Tolerance: The most mistaken of these attributes, tolerance, is not an amoral acquiescence but cognizance of the plurality of choice. This respect for individuality and diversity is the recognition that only under a climate of freedom can development of standards of conduct be possible.

Integrity: An Emersonian self-reliance is endemic in the libertarian temperament. Beyond an adherence to conviction and first principles, integrity implies a wholeness and integration of values. From this integration come contrasting insights which find their clearest expression in Jean-Jacques Rousseau and Henry David Thoreau.

“Man is born free but everywhere he is in chains.” Rousseau forcefully asserts that man is bound by the chains of convention, ignorance, and faulty social institutions. These shackles are the chief obstacle to progress and achievement of an equitable society. A liberated humanity must break these artificial restraints to find full expression of our authentic personalities, our true unfettered selves.

Conversely, this element – integrity – can equally lead one to Thoreau’s conviction that the ultimate social reform is not to be found at the ballot box, legislative chamber or other similarly base political “mechanics.” It is internal rather than external, the pursuit of the best within each of us in individual excellence and ability.

But the ever-stalwart Murray N. Rothbard rejected this paradoxical dilemma which has beset generations of libertarians.

In his brilliant essay, “Freedom, Inequality, Primitivism, and the Division of Labor,” he warns against the deadly Romanticism of Rousseau, while in “On Resisting Evil,” he scorns the retreatist quietism of a Thoreau. But it is in his powerful “The Case for Radical Idealism,” where Rothbard outlines his strategic vision of social change. And it is here we find our principled guidepost for action based upon integrity.
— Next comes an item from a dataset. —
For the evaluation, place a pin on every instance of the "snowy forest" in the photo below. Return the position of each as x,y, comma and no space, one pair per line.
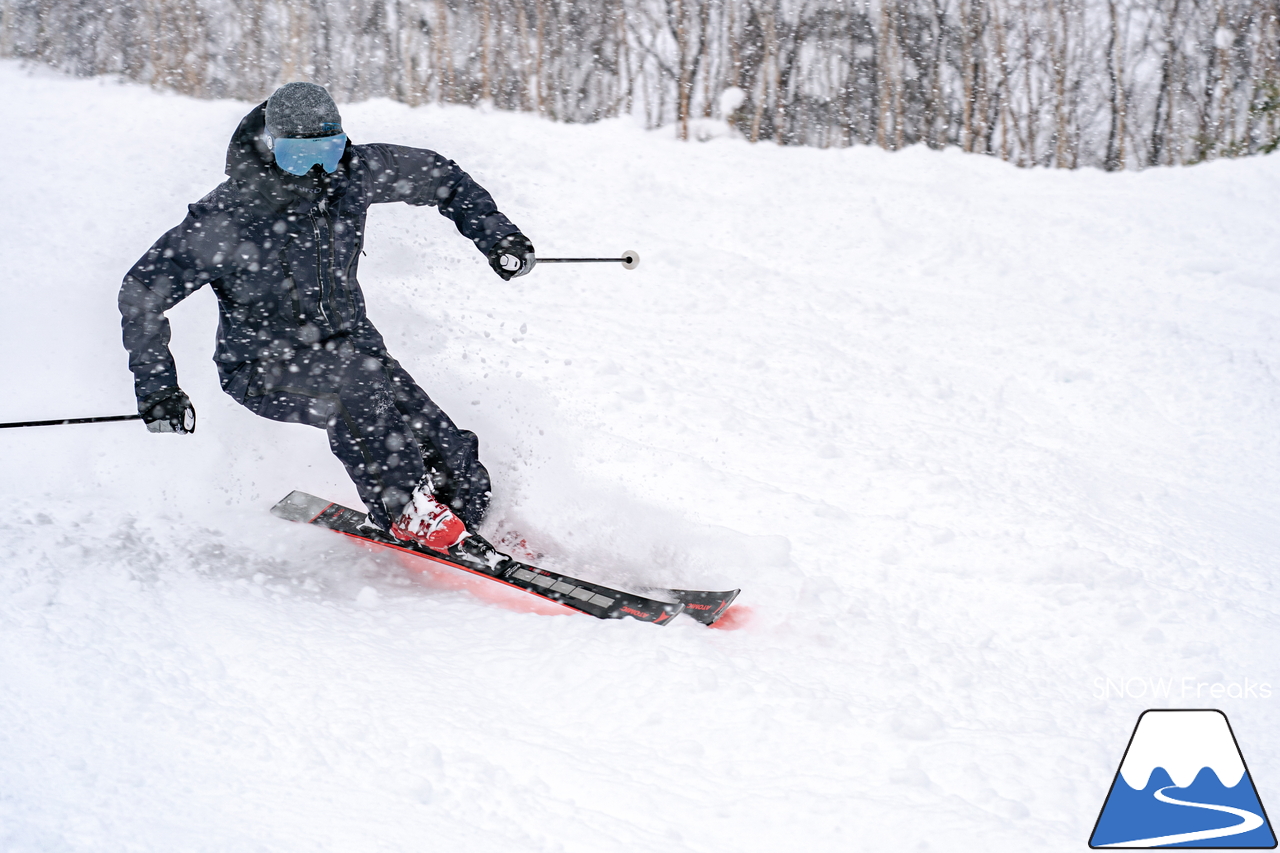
1111,83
Civility: We live in an era of institutionalized envy and barbarism where character and courtesy are dead. Arrogant and boorish behavior is celebrated everywhere in a cult of conformity to non-conformity. Civility, Albert Jay Nock observes, is the recognition that how we conduct ourselves – our respect for the humane consideration and rights of others – is what distinguishes us from the robot on the one hand, the savage on the other.

Humility: Humility is that inner discipline which recognizes the nature and limitations of power. Guided by Lord Acton’s maxim that “power tends to corrupt, and absolute power corrupts absolutely,” Nobel Prize-winning libertarian economist Friedrich Hayek spent a lifetime examining what he called the “fatal conceit” of government planners and politicians.

Once labeled “original sin” by the faithful – before Walter Lippmann’s “acids of modernity” eroded a more simple orthodoxy of belief – this “fatal conceit” or feigned omnipotence and omniscience by the wielders of state power comes from the inevitability of elite rule built into the political structure.

Governments do not remain in power except by the willing acquiesce and apathetic resignation of their subject peoples, guided and gulled by the complacent and compliant news media.

It is this “fatal conceit” which prompts power-brokers to prefer the planned chaos of social engineering, imposed by design or fiat, to the free and spontaneous order of marketplace institutions which libertarians champion.

It is the task of libertarians to provide the measure of security for the individual which protects him or her from the arbitrary and irresponsible exercise of such personally held power.

It is time for each of us, as libertarians and, more importantly as human beings, to solemnly renew our legacy of freedom, and swear in our hearts with Thomas Jefferson, “eternal hostility against every form of tyranny over the mind of man.”

Finally, it is time for each of us to be in the vanguard of this worldwide renascence of human liberty in the first decade of the 21st century, joining in solidarity with our brothers and sisters abroad in declaring war upon the state, all governments, as destroyers of rights and plunderers of the common heritage of humanity.